Quote:
Having some trouble moving from digital photography, where I am totally comfortable with the concepts of dynamic range, bit depth and resolution... and maybe the terms have a different meaning in audio than digital photography, but to some extent digital should be digital....
Dynamic range is what it is based on the sensor and has nothing to do with bit depth (dynamic range = the difference in stops between the darkest and lightest source where the sensor can detect a difference)
Partially true, in that the sensor is the limiting factor, but so is bit depth. The confusing occurs in the scaling a camera does between sensor output and the digital conversion. So an 8 stop sensor can still be scaled so it is digitized to 12 bits per channel, even though the actual sensor dynamic range is much less than what 12 bits per channel is capable of. In photography we are also concerned with who big the steps are in the gray scale. This is one way digital audio a digital imaging differ.
Quote:
The bit depth is the precision with which strength of a given "piece of light" can be measured - the light is what it is and bit depth simply is a measure of precision. In images this is relevant particularly in the editing process where changes to an 8 bit image eg: JPG = roughly analagous to MP3 (actually 3 x 8 bit = 24 one for the red, blue and green channels) where "quantize errors" are more significant than 12 14 or 16 bit images eg: TIFF or RAW - roughly analagous to FLAC etc.
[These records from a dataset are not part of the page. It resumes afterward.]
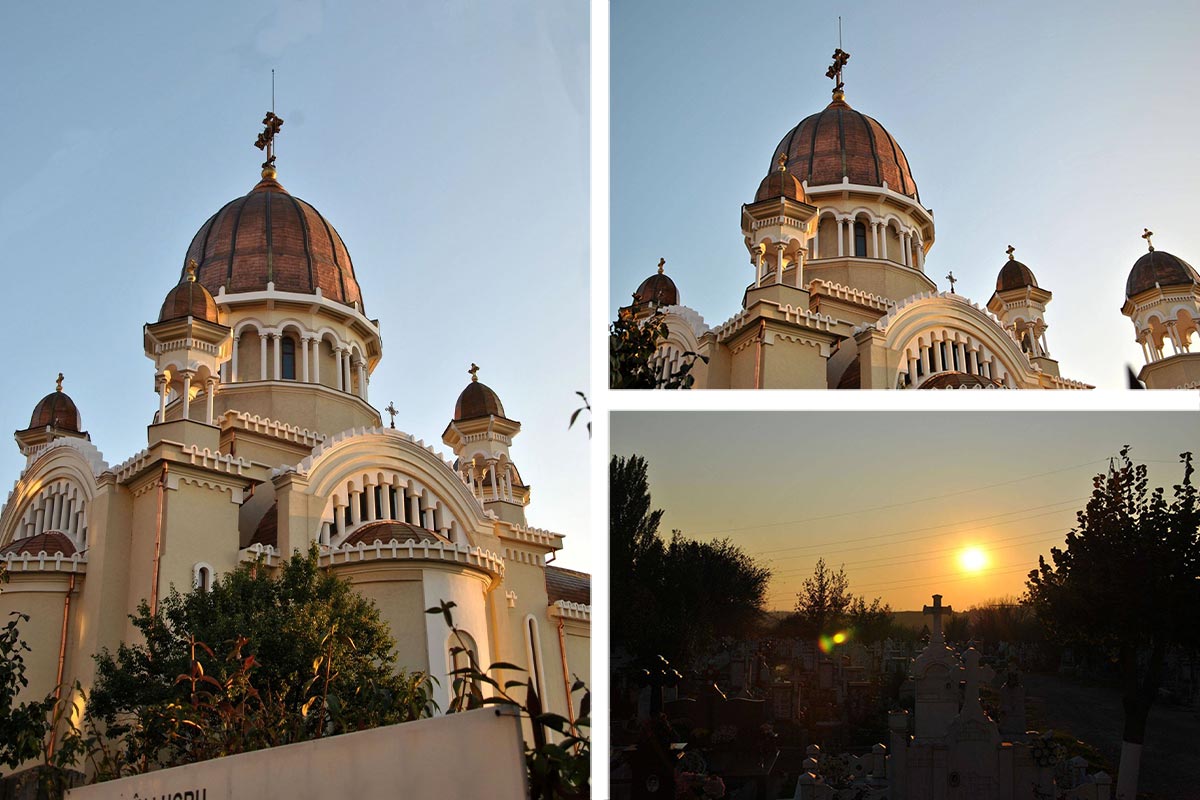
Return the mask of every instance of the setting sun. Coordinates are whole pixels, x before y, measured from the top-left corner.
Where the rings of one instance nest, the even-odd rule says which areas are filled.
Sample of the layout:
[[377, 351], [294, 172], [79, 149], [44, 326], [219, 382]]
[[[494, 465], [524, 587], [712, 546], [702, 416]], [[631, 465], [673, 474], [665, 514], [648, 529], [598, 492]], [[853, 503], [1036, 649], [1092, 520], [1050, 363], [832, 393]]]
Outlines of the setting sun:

The precision of measurement idea is right, but the analogies are a bit off. JPG images are reduced in size by eliminating duplicated pixels during jpg encoding, then predicting them and reinserting them on display. It's done by considering groups of pixels and the degree to which they differ, keeping the most different ones and dumping the similar ones. The degree to which that is done is chosen by the jpg quality setting, which is pretty high in cameras, variable in image processing software. mp3 (technically MPEG-2, Layer 3) processing is a bit different in that it uses the concept of masking to determine what's needed and what's not. Masking is where a dominant loud frequency makes another close by, but lower level frequency inaudible. While that's sort of similar to jpg image processing, audio is changing over time, so the data that can be eliminated because it's not audible changes in definition on a continual basis. Also, when you compare jpg or mp3 compression, the discussion of bit depth is technically a separate issue. You're right there being larger approximations for lower bit depth, but that's only a related issue to the actual data reduction methods. TIFF and RAW are "uncompressed", as is FLAC and AIFF, WAV and ALC, but a TIFF image can also have meta data, and a RAW image has tags that are required for proper rendition, and are camera specific as to dynamic range, gamma, color etc. None of that happens in any of the audio formats. Part of what goes into a RAW file is determined by the scaling and calibration of the sensor. In audio, there isn't any of that going on.
Quote:
The resolution is the density in a given area of the photosites of the sensor and would seem to correspond to the samples per second in audio. the more photosites (pixels) the higher the resolution.
So the way I see this in audio is take a given sound pressure say 100db - the bit depth would determine the difference between 100.0000000000 (lower bid depth) and 100.000000000012345 (higher bit depth) - whether that is an audible difference is probably still open for discussion, but I don't see that bit depth is relevant to dynamic range, it certainly isn't in digital photography.
The resolution analogy is good as far as pixel count vs sample rate. However, bit depth is always related to dynamic range in both photography and audio. The fewer the bits the less range between the maximum signal level or light level and the minimum (and noise) level. In audio, quantization is linear, meaning there's no scaling pre conversion. So there is a fixed relationship between bit depth and available dynamic range, which is roughly 6dB per bit, not counting noise shaping and dither. 16bit audio is basically capable of 96dB between maximum and noise. The same is true in photography, except there is scaling dictated by the sensor. So your blackest black and whitest white of the sensor lands somewhere between the minimum and maximum of the digital word and bit depth, even if the actual sensor output is non-linear. The key to decoding the scaling data is provided in meta tags, an is important for RAW decoding. Every get the RAW profile wrong in Photoshop? Probably not, because that's mostly been fixed now, but early on, you could sometimes mis-decode a raw image, the results were interesting, but not useful. But it's that correction that's got you confused. The other issue is color profiles in display and output devices. So you sensor may capture 10 stops, but your display can't display that, and you certainly can't print that, so what profiles do is again apply a correction to let your (hopefully calibrated) screen "fake" a 10 stop image. We don't do that in digital audio either.
Trying to say it simply, bit depth always relates to DR. In audio, the steps have a fixed size, in imaging, the size of the step is scaled to the sensor/scanner, and then again to the display or output device, such that the sensor's minimum black is still within the bit depth, and the sensor's maximum white is also below maximum defined by bit depth.